The pathological hallmark of scrub typhus infection is focal or disseminated vasculitis. As with other infections, antinuclear antibodies (ANA) have been previously described in scrub typhus. However, the underlying mechanisms and implications of this immunological phenomenon is not well understood. In the present work it was assessed whether ANA is associated with illness severity and outcomes. In this prospective study spanning one year, patients fulfilling the diagnostic criteria for scrub typhus were recruited. Patients with other acute infective febrile illnesses were taken as controls. ANA positivity was compared between the cases and controls. ANA in scrub typhus was assessed for correlation with disease severity, organ dysfunction and outcomes.

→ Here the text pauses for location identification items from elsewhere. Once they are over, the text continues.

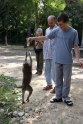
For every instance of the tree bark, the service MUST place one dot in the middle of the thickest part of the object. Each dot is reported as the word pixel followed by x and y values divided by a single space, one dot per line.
pixel 36 17
pixel 6 37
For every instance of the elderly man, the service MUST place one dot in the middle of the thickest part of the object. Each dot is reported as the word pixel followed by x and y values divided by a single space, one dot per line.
pixel 66 37
pixel 48 51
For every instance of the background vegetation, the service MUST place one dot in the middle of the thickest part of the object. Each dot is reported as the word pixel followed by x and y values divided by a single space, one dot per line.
pixel 20 18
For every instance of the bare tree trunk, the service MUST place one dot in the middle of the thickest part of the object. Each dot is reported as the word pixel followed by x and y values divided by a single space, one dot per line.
pixel 6 37
pixel 82 38
pixel 36 17
pixel 28 33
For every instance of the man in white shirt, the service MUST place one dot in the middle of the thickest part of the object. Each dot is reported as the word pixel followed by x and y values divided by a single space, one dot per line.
pixel 48 51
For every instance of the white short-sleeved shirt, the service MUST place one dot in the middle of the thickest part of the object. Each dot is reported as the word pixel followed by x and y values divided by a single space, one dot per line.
pixel 48 47
pixel 64 41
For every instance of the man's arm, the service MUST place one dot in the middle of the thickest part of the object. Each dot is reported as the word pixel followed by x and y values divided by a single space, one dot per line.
pixel 77 54
pixel 41 38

The cohort comprised of 149 patients (scrub 89; controls 60) with mean age 46.5 (SD=16.9) yr; 48.3% were female. ANA was detected in 48 (53.9%) patients with scrub typhus and 9(15%) controls (p < 0.001). The ANA pattern was predominantly speckled (93.8%) in both scrub typhus patients and controls. In patients with scrub typhus, ANA positivity was associated with increasing APACHE-III score [Odds ratio (OR) 1.01; 95% CI 0.99-1.03; p = 0.09]. On bivariate analysis, ANA tended to be correlated with acute respiratory distress syndrome (OR 2.32; 95% CI 0.98-5.46; p = 0.06), hepatic dysfunction (OR 2.25; 95% CI 0.94-5.39, p = 0.06) and aseptic meningitis (OR 6.83; 95% CI 0.80-58.05, p = 0.08). The presence of these antibodies did not correlate with duration of hospitalization or mortality. Convalescent sera on 31 ANA positive scrub typhus patients demonstrated persistence of ANA in only 5 (16.1%) patients. The disappearance of ANA during the convalescent phase suggests that ANA is expressed during the acute phase of scrub typhus infection. Its association with organ dysfunction warrants further study of the mechanisms and impact of autoantibody formation in scrub typhus.